Bianca Hester
The Showroom, London, UK
The Showroom, London, UK
For her first solo show in London, Bianca Hester approached The Showroom’s gallery space as an ‘expanded studio’, a ‘base camp’ from which the young Melbourne artist aimed to develop a series of collaborations. While such descriptions of the two-month exhibition-cum-residency sound a little dry, the related programme of lively talks, recordings and building projects was actually anything but, with the latter activity culminating in a makeshift raft being used to navigate the nearby Regent’s Canal.
A collection of plain-speaking materials – plywood, breeze-blocks and flat-pack furniture – was scattered across the floor of the gallery in apparently provisional configurations. Modified everyday objects and instruments, such as a clock and a cymbal, were attached to wooden supports and, in a corner, a strip of fabric and an empty water container hung from the simplest of wooden struts. These motley assemblages were taped or tied together, while heavier constructions of wooden beams were gently propped up. In fact, Hester’s hybrid sculptures suggest ‘props’ in two senses of the word, in that they provide support for individual structures while also playing an active part in the performances she organizes. Although they often look delicate, these objects are too familiar to seem precarious: they have the robustness of instruments or furnishings, appearing ready to be employed for any number of uses. When I visited, the artist moved energetically around the space, upending or adding to different works, yet her quasi-architectural interventions were so subtle that they went almost unnoticed. A section of plywood was installed to raise one area slightly while an unobtrusive mat was actually a silicon cast from the floor of Hester’s former studio. The back room was given over to a basic stage, next to which a well-presented archive of previous projects rested on office tables, and various cables wove around supports that sprouted occasional microphones and cameras.
There was no final presentation of a completed exhibition, and, in a familiar muddying of production and display, the show focused on the organically evolving conditions of the works’ reception. Hester refers to her practice as a ‘proliferating event’, a strategy that is firmly rooted in two frequently cited texts: Rosalind Krauss’ essay ‘Sculpture in the Expanded Field’ (1979) and Nicolas Bourriaud’s Postproduction (2000). In the former, Krauss discusses sculpture as ‘an expanded and finite set of related positions for a given artist to occupy and explore’, while Bourriaud argues for an object that is less the end-point of the creative process than a ‘generator of activities’ formed by a flow of contributions. Indeed, the sometimes gratingly idealistic – even New Age – element of Bourriaud’s cheery definition of ‘relational aesthetics’ certainly wields an influence on the most breathlessly earnest of Hester’s collaborations (the exhibition’s title was ‘projectprojects’).

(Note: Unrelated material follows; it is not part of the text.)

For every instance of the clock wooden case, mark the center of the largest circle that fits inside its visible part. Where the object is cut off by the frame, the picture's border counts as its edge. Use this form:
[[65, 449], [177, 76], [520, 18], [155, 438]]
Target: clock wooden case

Hester’s communal practice works towards a downsized revolutionary event rooted in the local area: 2006’s actual transformational [winters end] was a 24-hour project focused on a platform in a Melbourne courtyard usefully fitted out with a workbench and hotplates, while the more recent voyage down Regent’s Canal in London wasn’t in search of anything more miraculous than good times – a sweet endeavour still. There is something endearingly brave, even ludicrous, about the relocation of Australian outdoors pursuits to wintry east London, yet ‘projectprojects’ gestured towards some investment in the local without ever making entirely good on the promise. A found image from the London Canal Museum was taped to the gallery wall like a memo, showing two men lying with their feet over the sides of a barge, ‘walking’ the narrow boat through a low tunnel. While obviously related to Hester’s raft, which she launched on the same stretch of water, in the context of the accompanying programme of public events the photograph seemed more like a motivational icon than a considered engagement with the local area, a championing of back-to-basics collaboration over fancy tricks.
It is obvious that all dialogue is not necessarily fruitful, that all collaborations are not blessed and worthwhile. ‘Utopian’ is an adjective often reached for when describing collaborative practices such as Hester’s, before it is remembered that the term translates to an unattainable ‘no place’ as much as it does ‘good place’. Yet the strength of ‘projectprojects’ was that it allowed for different levels of engagement; with all this talk of participatory activity and collaborative strategies, attention should not be diverted from the results Hester gets from even the most prosaic of building materials.